De hierro, plata u
oro, o de cualquier aleación, el pequeño aro que se coloca en los dedos
adquirió una significación más alta que la que tenía en la antigüedad pagana
tan pronto la Iglesia lo constituyó en símbolo de alianza indisoluble entre los
dos cónyuges. Claro que los judíos y los romanos -e incluso se cree que otros
pueblos paganos- tenían la costumbre de que el varón le colocaba en el meñique
un anillo a su futura esposa, pero era un anillo con un significado distinto. Se
trataba de un voto de confianza entregándole una réplica del anillo o sello
personal que él llevaba en el pulgar con el que lacraba sus cartas
confidenciales y sus contratos. Costumbre más de las clases pudientes que de
las populares.
Sin embargo, cosa
distinta es que él y ella, de cualquier clase social, intercambien anillos
nupciales el día de la boda y se acostumbre a colocarlo en el dedo anular de la
mano izquierda, bien junto al del corazón donde se siente más el pulsar del
poderoso órgano que simboliza el amor que debe ser solamente para Dios. Puede
sonar muy romántico y hasta sentimental, pero la costumbre que nació así en la
Europa del siglo VI se extendió por todo el planeta y todavía hoy bajo
cualquier nominación religiosa o cultura, los matrimonios intercambian anillos
en el ya universalmente llamado dedo anular de la mano izquierda.
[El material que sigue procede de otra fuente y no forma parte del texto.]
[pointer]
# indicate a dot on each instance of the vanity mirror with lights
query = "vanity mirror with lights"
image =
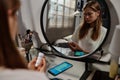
(63, 18)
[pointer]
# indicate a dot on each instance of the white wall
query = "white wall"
(30, 12)
(115, 19)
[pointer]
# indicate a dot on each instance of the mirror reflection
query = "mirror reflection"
(75, 27)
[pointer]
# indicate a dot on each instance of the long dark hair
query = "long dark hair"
(9, 55)
(94, 5)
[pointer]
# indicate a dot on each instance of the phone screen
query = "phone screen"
(60, 68)
(78, 53)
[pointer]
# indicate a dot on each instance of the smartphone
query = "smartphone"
(60, 68)
(64, 45)
(78, 53)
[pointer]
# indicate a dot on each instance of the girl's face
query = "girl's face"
(12, 19)
(90, 16)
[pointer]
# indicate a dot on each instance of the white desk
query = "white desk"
(73, 73)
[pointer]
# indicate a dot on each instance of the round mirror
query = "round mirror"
(75, 28)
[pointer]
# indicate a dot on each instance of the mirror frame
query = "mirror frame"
(57, 53)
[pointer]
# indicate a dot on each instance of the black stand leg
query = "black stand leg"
(86, 72)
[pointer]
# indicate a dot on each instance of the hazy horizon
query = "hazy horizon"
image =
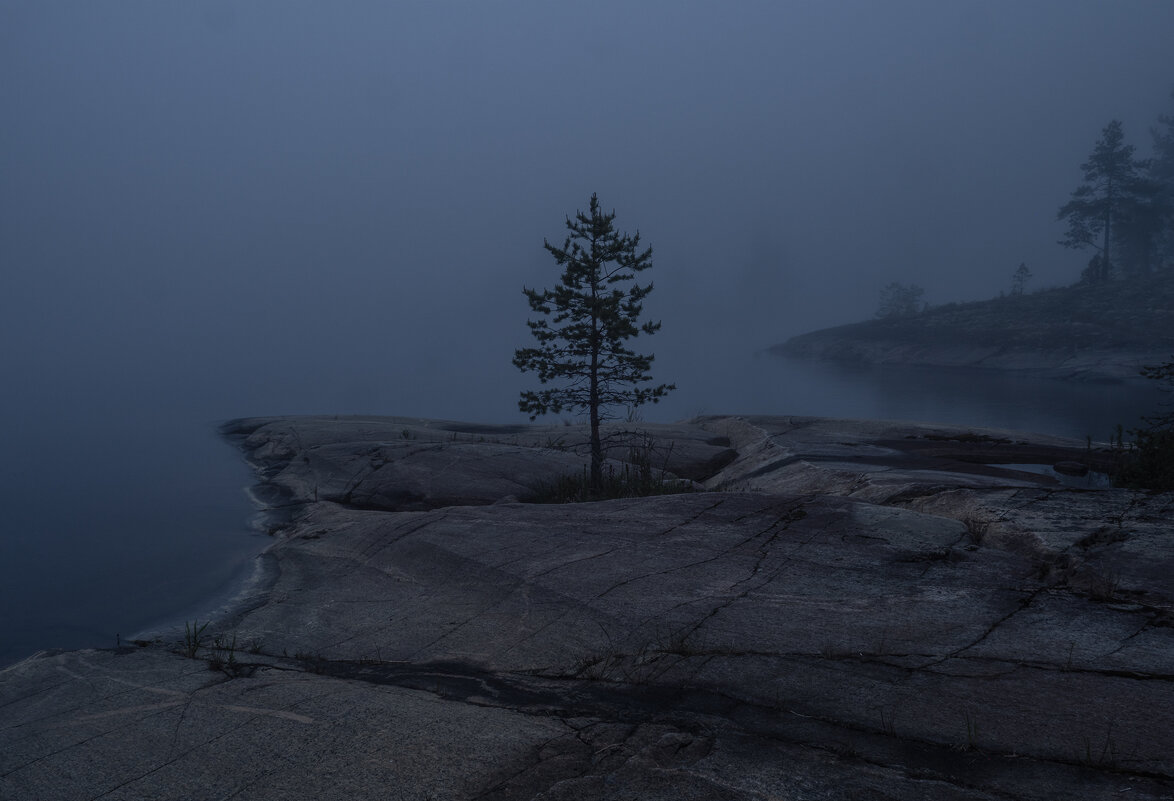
(271, 208)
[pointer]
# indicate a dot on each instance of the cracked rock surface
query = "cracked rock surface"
(836, 610)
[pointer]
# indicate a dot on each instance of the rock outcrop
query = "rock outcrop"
(1094, 332)
(836, 610)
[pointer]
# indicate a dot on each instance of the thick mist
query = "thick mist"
(211, 209)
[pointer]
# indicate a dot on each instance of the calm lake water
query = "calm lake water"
(139, 520)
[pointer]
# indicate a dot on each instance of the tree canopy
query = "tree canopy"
(585, 325)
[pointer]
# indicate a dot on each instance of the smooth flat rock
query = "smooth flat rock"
(841, 610)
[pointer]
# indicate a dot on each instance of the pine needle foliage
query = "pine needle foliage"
(585, 325)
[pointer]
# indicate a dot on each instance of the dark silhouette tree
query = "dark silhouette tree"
(586, 323)
(1161, 175)
(1019, 278)
(1105, 201)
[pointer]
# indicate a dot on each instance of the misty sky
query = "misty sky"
(276, 206)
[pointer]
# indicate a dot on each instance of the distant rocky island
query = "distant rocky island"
(825, 610)
(1095, 332)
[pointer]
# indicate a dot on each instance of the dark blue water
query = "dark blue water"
(117, 520)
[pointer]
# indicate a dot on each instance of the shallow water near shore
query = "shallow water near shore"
(139, 520)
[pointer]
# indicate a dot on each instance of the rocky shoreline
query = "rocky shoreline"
(834, 610)
(848, 345)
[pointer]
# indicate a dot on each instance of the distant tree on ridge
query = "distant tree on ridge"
(1101, 207)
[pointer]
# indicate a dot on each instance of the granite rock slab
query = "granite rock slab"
(836, 610)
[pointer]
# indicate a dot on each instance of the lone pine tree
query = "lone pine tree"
(1102, 203)
(587, 320)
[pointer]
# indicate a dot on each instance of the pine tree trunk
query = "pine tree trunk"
(596, 448)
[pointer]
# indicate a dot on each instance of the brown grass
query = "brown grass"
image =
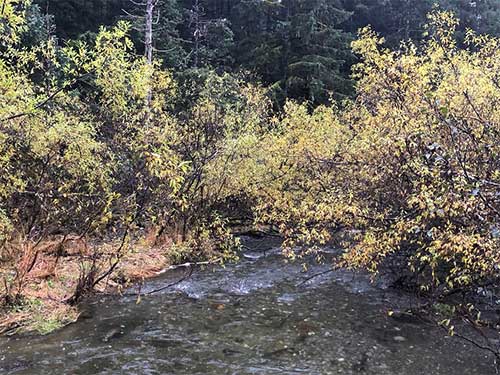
(50, 274)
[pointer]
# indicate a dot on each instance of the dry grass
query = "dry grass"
(49, 284)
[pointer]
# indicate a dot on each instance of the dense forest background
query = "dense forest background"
(301, 49)
(139, 135)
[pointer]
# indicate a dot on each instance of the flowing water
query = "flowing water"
(254, 317)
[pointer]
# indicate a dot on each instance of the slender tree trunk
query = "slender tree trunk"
(149, 32)
(148, 43)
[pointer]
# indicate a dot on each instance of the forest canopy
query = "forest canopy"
(294, 117)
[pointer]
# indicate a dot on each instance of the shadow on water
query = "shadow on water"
(246, 318)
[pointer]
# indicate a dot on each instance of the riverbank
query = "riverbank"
(45, 305)
(262, 315)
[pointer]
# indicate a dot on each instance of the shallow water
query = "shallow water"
(254, 317)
En algunos
países se les denomina “alianzas” y es usual que ellas ingresen solemnemente al
templo sobre un elegante almohadón pequeño llevado en las manos de un
jovencito.
Durante la
aplicación del sacramento, el sacerdote las bendice y rocía con agua bendita, y
acto seguido convida los novios a que mutuamente se las coloquen repitiendo
palabras de compromiso, fidelidad y amor. Por supuesto que este pequeño
ceremonial incluido dentro del sacramento no es obligatorio ni su ausencia
invalidaría un matrimonio. Dignificado por la solemnidad sobrenatural, como
solamente la Iglesia podía haberlo concebido para la mayor gloria de Dios y
consolidación del amor conyugal, trasmite mayor sentido al mutuo convenio de
una pareja.
Pero el anillo
nupcial puede llegar a revestir condición de auténtico sacramental como el
llamado Piscatorio o anillo del pescador, aquel que se colca al nuevo Pontífice
una vez proclamado después del cónclave. O como el que reciben los religiosos
desde cardenales y obispos hasta monjas. Bendito y elevado de categoría, el
anillo nupcial pasa de ser un simple arito así sea de modesto hierro, a convertirse
en un instrumento de vida consagrada como si se tratara también de una
profesión de vida religiosa, llena de renuncias y sacrificios santificantes. Signo
de oración de la Iglesia por sus hijos, dispone para recibir gracias y otros
efectos para la vida espiritual, y puede incluso llegar a tener la fuerza de un
exorcismo contra tentaciones y ataques de espíritus malignos que inducen al
adulterio y la fornicación.
Llevar siempre
consigo ese anillo, más que un acto de amor y fidelidad o un deber conyugal, es
mejor una buena protección, ya que bien se dice que una vez constituida la
pareja conyugal, Dios asigna un ángel especial para ella, y su finalidad es
protegerla y protegerlos individualmente en función del matrimonio como a “una
sola carne” que ya son los dos. Una sola carne eran antes de que Dios sacara a
Eva del costado de Adán, una sola carne vuelven a ser ahora hasta que la muerte
los separe y en el Cielo sean como ángeles. (Mc 12,25).